Some good arhive reading is the " keebler cookie" company, which in my own 2003 instance was actually FoMoCo.
A few weeks ago, I visited the Benson Ford Research Center and returned "tit-for-tat" ;)

Don

Hobbs

2:08 pm on Apr 17, 2008 (gmt 0)

WebmasterWorld Senior Member 10+ Year Member Top Contributors Of The Month



we're only talking about bots with .edu in their user agent, right?

incrediBILL

4:44 pm on Apr 17, 2008 (gmt 0)

WebmasterWorld Senior Member 10+ Year Member Top Contributors Of The Month



The .edu's are usually somewhat well behaved and out of the bazillion pages of blocked sites I have archived, the user agents with .edu in it only accounts for about 7K blocked pages total.

Hardly seems worth the trouble, eh?

What I do block, after allowing the whitelisted bots access, is anything with "http:" in the user agent which nails just about every bot on the planet with a path to their site embedded plus a few odd browser plug-ins which could be whitelisted to avoid blocking but their advertising in my web logs annoys me.

The browser plug-ins only account for maybe 20-30 visitors a day out of about 20K visitors, but it actually caused so much tech support hassles for one browser plug-in that they revised their code to remove that http: path in the UA string.

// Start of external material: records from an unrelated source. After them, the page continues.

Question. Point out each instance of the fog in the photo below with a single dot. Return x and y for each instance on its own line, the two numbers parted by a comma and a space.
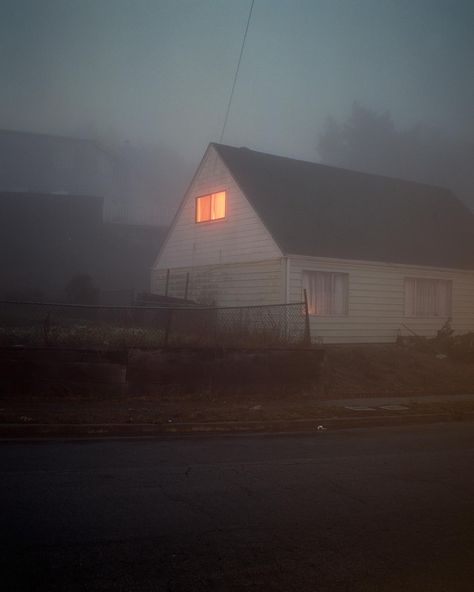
150, 80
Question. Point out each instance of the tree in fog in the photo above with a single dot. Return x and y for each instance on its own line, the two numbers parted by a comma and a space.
370, 141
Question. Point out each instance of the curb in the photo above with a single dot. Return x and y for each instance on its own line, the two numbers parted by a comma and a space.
97, 431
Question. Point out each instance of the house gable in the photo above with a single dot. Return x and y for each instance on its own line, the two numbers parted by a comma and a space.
322, 211
238, 237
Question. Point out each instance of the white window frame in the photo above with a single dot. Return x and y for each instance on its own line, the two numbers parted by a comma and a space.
212, 196
333, 288
428, 298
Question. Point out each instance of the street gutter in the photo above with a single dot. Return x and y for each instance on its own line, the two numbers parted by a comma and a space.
46, 431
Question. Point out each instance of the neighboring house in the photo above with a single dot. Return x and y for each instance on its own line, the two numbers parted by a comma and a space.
378, 257
57, 165
45, 240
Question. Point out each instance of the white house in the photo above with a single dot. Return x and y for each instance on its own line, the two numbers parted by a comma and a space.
378, 257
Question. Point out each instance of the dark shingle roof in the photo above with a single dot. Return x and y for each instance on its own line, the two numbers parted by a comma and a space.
317, 210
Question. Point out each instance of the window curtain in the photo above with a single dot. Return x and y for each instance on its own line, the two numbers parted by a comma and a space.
327, 292
427, 297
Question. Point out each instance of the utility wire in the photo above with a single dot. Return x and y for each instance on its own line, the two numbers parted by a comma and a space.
236, 73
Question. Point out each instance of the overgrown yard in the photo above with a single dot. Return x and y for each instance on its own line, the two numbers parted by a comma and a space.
350, 371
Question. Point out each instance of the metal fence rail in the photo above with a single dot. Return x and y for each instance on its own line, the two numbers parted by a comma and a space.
145, 327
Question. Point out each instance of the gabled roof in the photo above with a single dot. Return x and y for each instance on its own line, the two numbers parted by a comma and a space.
317, 210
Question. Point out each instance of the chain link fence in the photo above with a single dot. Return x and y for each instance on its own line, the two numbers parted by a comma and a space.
145, 327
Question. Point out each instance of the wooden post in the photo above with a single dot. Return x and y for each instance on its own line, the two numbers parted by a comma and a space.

Who said a single website can't make a difference? LOL

jdMorgan

4:59 pm on Apr 17, 2008 (gmt 0)

WebmasterWorld Senior Member 10+ Year Member



> Who said a single website can't make a difference? LOL

Good. Would you do me a favor, then? Make some tech-support trouble for those plugins that include their long CLASSID number as well. :)

I still haven't figured out what these suckers are:

Mozilla/4.0 (compatible; MSIE 6.0; Windows NT 5.1; {C10F4731-13CF-17A6-BD0D-2DFED03246AE}; .NET CLR (etc.)

(I should add that Yangbo looks like a pleasant-faced Doctoral candidate who just didn't read up on robots.txt while working on his data-mining projects.)

Jim

wilderness

5:33 pm on Apr 17, 2008 (gmt 0)

WebmasterWorld Senior Member 10+ Year Member Top Contributors Of The Month



{C10F4731-13CF-17A6-BD0D-2DFED03246AE}

Jim,
I've never figured these either, alhough I've had some variations of like terms denied for some time.

Perhaps some specific network or internet provider footprint.

incrediBILL

6:26 pm on Apr 17, 2008 (gmt 0)

WebmasterWorld Senior Member 10+ Year Member Top Contributors Of The Month



Make some tech-support trouble for those plugins that include their long CLASSID number as well.

I get a ton of those long CLASSID's so that wouldn't be good for business.

I figured only annoying 20-30 visitors a day was an acceptable collateral damage compared to the 100s of bots it stops for the same reason.